The new method can be used in harvesting energy from mechanical vibrations of the environment and converting it into electricity. Energy harvesters are needed, for example, in wireless self-powered sensors and medical implants, where they could ultimately replace batteries. In the future, energy harvesters can open up new opportunities in many application areas such as wearable electronics.
Schematic of the new electricity generation technique. Bodies 1 and 2 have different work functions.
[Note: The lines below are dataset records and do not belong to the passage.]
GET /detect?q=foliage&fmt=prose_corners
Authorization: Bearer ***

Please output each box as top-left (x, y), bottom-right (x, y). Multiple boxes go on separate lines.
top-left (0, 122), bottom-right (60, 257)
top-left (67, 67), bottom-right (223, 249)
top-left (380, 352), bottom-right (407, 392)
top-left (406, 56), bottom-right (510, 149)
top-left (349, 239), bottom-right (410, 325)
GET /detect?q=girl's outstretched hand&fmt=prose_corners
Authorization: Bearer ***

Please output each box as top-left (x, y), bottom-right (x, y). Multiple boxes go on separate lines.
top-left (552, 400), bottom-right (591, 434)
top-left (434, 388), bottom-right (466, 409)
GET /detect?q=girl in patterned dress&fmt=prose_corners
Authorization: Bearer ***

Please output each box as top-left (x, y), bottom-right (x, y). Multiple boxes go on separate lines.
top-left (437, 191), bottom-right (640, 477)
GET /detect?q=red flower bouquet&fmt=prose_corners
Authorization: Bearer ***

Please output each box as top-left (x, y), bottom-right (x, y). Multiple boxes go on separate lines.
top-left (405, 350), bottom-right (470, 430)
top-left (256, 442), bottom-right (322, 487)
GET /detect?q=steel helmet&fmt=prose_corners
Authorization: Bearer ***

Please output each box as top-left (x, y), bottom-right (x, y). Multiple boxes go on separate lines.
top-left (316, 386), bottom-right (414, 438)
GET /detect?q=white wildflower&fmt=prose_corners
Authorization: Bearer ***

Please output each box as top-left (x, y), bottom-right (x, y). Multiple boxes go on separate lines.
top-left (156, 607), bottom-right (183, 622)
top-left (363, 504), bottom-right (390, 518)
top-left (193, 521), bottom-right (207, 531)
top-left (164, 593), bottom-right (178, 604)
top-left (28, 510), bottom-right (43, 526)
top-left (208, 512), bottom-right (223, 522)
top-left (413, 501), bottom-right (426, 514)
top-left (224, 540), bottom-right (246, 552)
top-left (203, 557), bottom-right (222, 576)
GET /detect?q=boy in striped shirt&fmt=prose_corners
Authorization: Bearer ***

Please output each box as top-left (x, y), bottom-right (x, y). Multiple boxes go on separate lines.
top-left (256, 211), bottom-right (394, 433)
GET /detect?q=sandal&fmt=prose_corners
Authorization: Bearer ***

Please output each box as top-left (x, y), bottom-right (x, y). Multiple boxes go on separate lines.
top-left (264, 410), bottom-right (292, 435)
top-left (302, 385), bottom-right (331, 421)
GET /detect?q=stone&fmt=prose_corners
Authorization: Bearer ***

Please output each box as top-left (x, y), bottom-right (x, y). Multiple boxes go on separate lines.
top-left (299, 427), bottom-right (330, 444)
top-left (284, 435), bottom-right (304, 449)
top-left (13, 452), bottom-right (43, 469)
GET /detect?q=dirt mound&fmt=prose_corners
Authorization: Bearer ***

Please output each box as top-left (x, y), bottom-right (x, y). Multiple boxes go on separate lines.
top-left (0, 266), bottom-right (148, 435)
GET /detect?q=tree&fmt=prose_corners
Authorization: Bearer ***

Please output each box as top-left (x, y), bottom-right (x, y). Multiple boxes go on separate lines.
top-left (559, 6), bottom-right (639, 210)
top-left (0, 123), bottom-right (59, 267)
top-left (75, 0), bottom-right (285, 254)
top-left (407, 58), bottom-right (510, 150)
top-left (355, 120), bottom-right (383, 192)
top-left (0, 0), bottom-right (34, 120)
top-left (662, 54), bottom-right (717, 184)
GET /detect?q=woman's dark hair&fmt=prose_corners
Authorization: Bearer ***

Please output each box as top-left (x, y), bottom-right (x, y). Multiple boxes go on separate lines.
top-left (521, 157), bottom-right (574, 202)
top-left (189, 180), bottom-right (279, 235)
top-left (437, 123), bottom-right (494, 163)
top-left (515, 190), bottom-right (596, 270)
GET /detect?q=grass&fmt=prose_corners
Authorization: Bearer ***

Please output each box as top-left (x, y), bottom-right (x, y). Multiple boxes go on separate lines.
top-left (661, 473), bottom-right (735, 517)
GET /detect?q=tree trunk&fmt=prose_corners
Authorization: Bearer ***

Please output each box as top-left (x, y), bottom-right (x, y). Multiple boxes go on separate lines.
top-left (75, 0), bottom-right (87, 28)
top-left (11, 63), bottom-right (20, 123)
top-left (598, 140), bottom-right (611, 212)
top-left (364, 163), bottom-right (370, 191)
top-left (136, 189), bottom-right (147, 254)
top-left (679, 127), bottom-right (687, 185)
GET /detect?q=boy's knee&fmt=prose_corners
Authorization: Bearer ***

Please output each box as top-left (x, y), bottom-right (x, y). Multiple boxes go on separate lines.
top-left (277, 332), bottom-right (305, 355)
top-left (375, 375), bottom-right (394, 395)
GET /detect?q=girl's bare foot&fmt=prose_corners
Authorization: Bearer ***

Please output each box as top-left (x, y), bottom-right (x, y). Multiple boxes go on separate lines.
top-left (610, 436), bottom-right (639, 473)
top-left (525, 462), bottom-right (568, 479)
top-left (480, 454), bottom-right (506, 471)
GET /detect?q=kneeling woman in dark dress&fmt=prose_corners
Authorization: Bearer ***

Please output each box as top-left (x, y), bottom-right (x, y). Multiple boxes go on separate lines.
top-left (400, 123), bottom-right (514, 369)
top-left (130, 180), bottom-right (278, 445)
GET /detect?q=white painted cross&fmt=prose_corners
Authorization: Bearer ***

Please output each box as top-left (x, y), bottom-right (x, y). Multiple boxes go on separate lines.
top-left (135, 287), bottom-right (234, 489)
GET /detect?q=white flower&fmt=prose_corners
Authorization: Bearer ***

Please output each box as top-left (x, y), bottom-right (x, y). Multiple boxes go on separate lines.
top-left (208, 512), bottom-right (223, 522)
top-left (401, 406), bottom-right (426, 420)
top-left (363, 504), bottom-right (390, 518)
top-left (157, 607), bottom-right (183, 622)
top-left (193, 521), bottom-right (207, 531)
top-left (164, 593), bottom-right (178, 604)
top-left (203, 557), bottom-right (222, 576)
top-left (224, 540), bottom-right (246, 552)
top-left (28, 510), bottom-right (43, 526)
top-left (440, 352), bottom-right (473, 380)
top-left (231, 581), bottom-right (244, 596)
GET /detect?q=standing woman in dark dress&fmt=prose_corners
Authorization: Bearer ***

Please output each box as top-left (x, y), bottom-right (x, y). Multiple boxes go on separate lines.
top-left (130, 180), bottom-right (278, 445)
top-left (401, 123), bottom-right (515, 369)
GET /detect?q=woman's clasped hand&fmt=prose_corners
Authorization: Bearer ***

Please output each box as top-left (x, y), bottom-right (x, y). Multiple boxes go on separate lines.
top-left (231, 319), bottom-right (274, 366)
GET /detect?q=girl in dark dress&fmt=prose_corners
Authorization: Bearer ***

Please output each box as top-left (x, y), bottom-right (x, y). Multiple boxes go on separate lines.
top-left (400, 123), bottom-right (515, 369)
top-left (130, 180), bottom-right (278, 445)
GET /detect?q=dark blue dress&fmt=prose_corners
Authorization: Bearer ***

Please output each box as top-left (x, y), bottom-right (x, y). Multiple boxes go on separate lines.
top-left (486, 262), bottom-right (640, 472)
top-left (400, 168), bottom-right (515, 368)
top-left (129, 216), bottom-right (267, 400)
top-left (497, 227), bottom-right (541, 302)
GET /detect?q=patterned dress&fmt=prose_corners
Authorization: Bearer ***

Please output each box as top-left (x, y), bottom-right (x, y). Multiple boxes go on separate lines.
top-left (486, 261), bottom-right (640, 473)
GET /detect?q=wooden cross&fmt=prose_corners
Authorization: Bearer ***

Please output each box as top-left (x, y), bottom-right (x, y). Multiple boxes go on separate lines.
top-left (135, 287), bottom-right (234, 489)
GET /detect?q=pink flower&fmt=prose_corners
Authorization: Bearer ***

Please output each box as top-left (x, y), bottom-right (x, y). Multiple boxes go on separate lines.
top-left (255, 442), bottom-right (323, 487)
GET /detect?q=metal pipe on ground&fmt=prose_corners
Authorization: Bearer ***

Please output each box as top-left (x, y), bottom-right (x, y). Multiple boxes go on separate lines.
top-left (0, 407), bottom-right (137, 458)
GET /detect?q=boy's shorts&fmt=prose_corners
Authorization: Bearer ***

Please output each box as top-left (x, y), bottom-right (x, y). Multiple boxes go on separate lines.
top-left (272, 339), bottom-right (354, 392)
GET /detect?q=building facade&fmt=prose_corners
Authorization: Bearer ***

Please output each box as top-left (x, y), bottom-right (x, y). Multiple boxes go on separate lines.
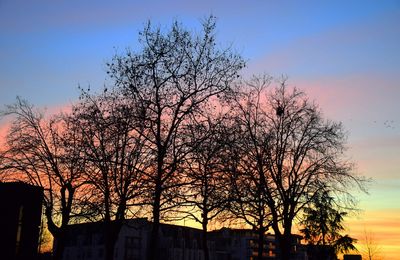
top-left (62, 219), bottom-right (210, 260)
top-left (0, 182), bottom-right (43, 260)
top-left (61, 219), bottom-right (309, 260)
top-left (209, 228), bottom-right (307, 260)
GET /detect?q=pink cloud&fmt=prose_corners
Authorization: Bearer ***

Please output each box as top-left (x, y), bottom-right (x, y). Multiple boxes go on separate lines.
top-left (0, 102), bottom-right (73, 145)
top-left (0, 119), bottom-right (11, 146)
top-left (292, 74), bottom-right (399, 120)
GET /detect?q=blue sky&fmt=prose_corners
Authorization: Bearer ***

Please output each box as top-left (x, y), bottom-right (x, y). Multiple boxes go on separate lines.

Research scientists at VTT have successfully generated energy by utilizing the charging phenomenon that occurs naturally between two bodies with different work functions. Work function is the amount of energy needed to remove an electron from a solid and it determines, for example, the well-known photoelectric effect. When two conducting bodies with different work functions are connected to each other electrically, they accumulate opposite charges. Moving of these bodies with respect to each other generates energy because of the attractive electrostatic force between the opposite charges. In VTT's experiment the energy generated by this motion was converted into useful electrical power by connecting the bodies to an external circuit. This new energy conversion technique also works with semiconductors.
In many sensor applications and medical implants such as pacemakers, electricity is typically provided by batteries. Research into small energy harvesters that turn mechanical vibration into electricity has focused on piezoelectric and electrostatic devices. Unlike these devices VTT's technique does not require an integrated battery, electrets or piezo materials.
VTT estimates that the new electricity generation technology could be introduced on an industrial scale within three to six years. Energy harvesters and new sensing solutions are among the projected megatrends of the near future. Energy harvesters can replace batteries and other energy sources in applications where maintenance is difficult or impossible.